Thursday, 25 October 2007

Up Early, but

Was up an hour ago but a few bits of BC admin, sort out some prompts (below) and it's 07:16

That should remind me that when you have a word-count to meet, DO IT FIRST.

I should KNOW that. I wrote and published an article saying so!

Ah, well, I've read the starts of twenty stories, listned to half a dozen MP3s, put the kettle on, talked to the dogs...

Isn't that what life's about?



Answer NO.

Not if I'm a writer.

That can all come, AFTER I've broken the back of the day's work.


Here are some prompts



This version of the story is in English. In Milan.

Sadness, that's normal, it goes with the territory.

Squinting against the late-afternoon sun as it cut through the birch trees
In the afternoons before the holidays Trish had started frequenting a restaurant a few blocks west of the apartment.

I loved a girl once. Every story starts that way, right?

There she goes. Who? That girl. What girl? You know. What's-her-name.

Florence Melnick went to the library every day.

They're married, but not to each other.

On the way home from hospital, Ava tells Charlotte that after her first husband was killed during a German air attack on Bari in 1943, she cried without pause for weeks, only to emerge from her stunning grief temporarily blind.

Once upon a time two men lived down the bottom of a nuclear missile silo.

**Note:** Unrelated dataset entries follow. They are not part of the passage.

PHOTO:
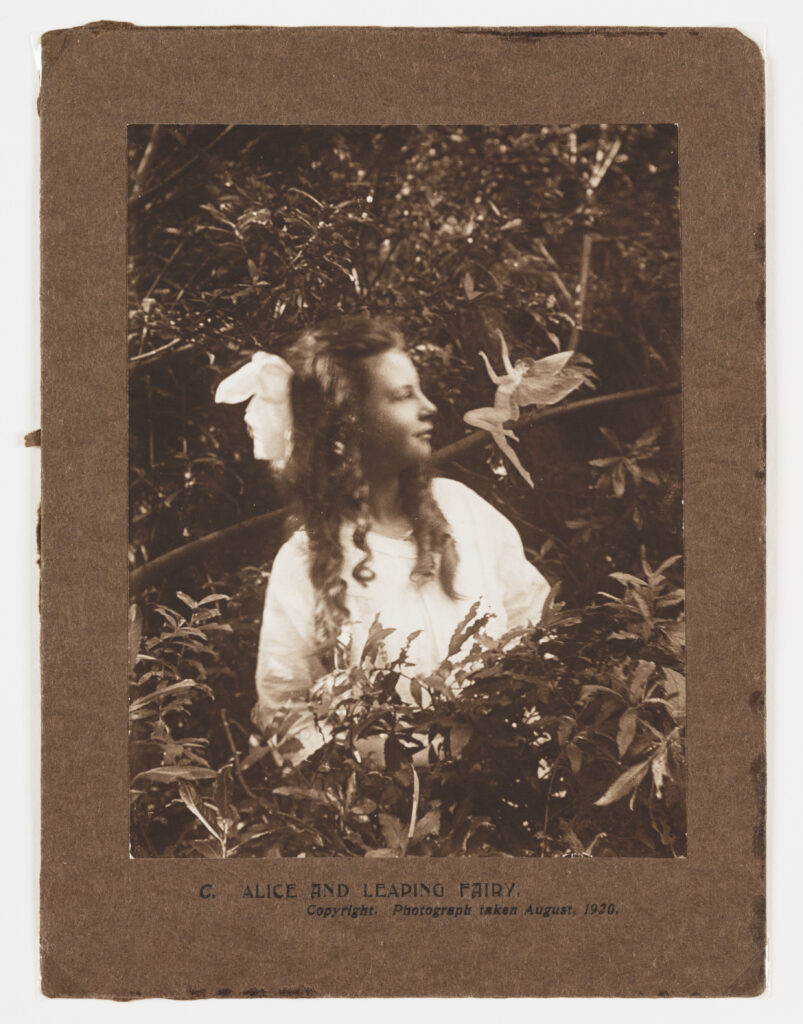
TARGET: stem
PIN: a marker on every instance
(156, 570)
(181, 170)
(588, 242)
(146, 162)
(414, 812)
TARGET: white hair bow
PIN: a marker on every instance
(265, 380)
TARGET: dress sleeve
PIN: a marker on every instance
(287, 665)
(523, 589)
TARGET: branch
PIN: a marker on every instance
(156, 570)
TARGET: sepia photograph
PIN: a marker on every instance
(406, 507)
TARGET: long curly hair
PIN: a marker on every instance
(325, 476)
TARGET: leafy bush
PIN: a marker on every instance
(565, 739)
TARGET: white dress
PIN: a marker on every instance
(493, 569)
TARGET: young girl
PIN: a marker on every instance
(345, 420)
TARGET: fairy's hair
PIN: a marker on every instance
(325, 476)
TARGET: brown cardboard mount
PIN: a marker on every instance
(113, 927)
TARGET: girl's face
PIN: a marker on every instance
(397, 417)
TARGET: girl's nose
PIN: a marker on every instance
(428, 409)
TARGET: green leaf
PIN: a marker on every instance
(428, 824)
(575, 756)
(627, 782)
(610, 437)
(640, 677)
(392, 830)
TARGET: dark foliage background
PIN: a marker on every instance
(560, 237)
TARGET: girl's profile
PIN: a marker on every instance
(379, 538)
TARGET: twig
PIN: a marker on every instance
(414, 812)
(585, 265)
(146, 162)
(158, 568)
(144, 356)
(161, 273)
(602, 170)
(133, 200)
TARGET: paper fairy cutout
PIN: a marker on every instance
(526, 382)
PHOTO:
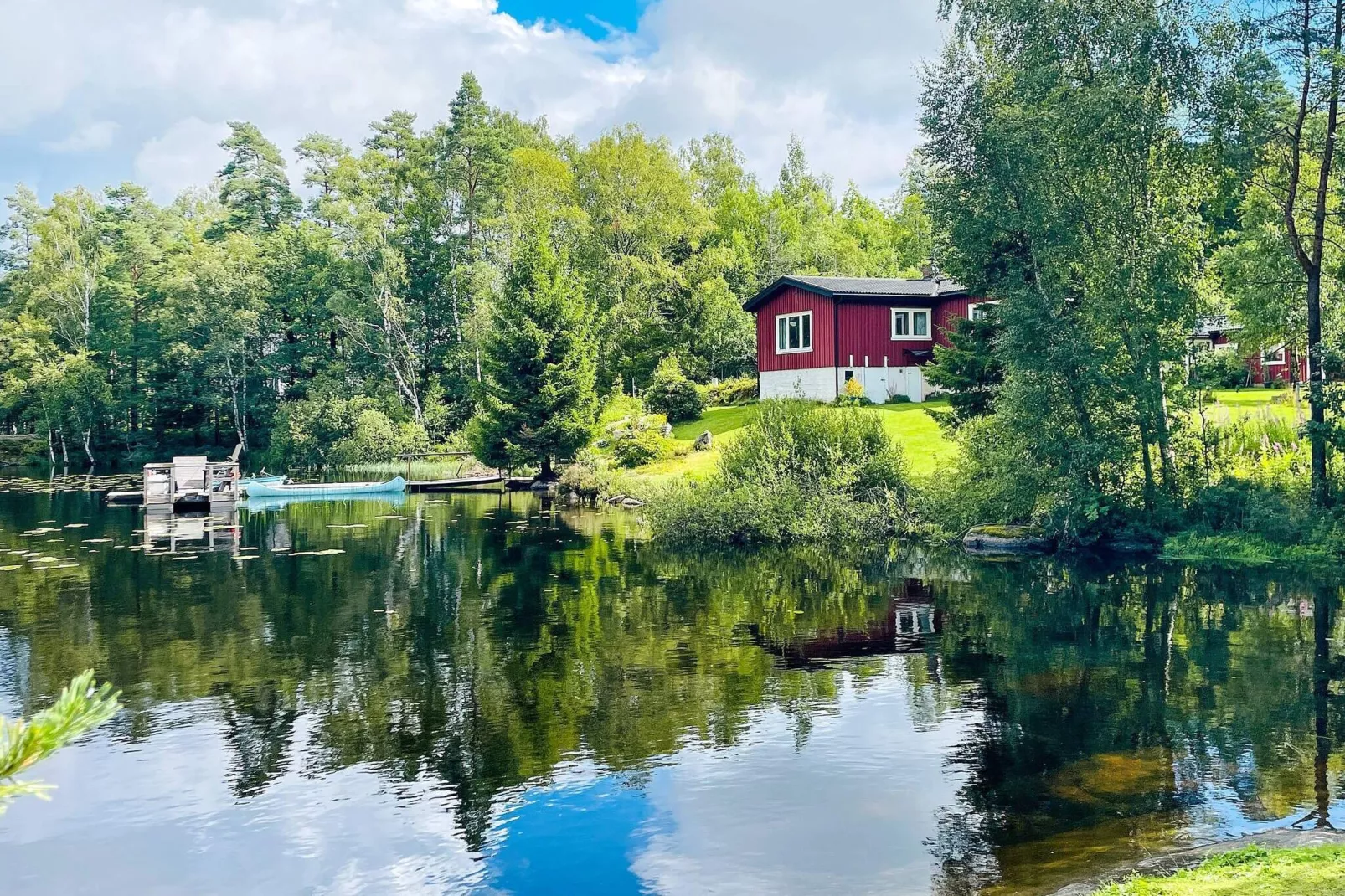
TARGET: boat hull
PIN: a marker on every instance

Years before my sister Allie became the champion you know and love – winner of the International Matzo-Eating Contest, title-holder of the Conch Fritter Invitational, the girl who down nine sticks of butter in five minutes – she binged her way through a dinner dare that became her finest hour (and my longest).

Dolly's first big idea was the hat.

When I started out volunteering on Monday nights at New Day House, it was just me, Karen, and a rotating cast of eight or ten kids who, with their sticky marker-covered hands and mysteriously damp clothes, would greet us by lunging into our arms and leading us into the basement playroom.

From Wanda Farrelly-Johnson. Are we God's Children of Ham? And other Dilemmas of Black Historical Research (Pilot, N.C.: Lizard Ladies Press, 1983):

Tommy's cousin Gabe. Tommy's distant cousin Gabe from Stillwater, Minnesota. Tommy's cousin Gabe, related to my husband through divorce and remarriage, in lieu of actual blood, who arrives on my front porch at dinnertime with a duffel bag and fanny-pack. Industrial-sized.

Dear Doctor X, if I may call you that. Perhaps I should introduce myself.

I met Adam at the bookstore. He was in the section marked Biography/History.

You thought everybody in America had a car and a gun, your uncles and aunts thought so too.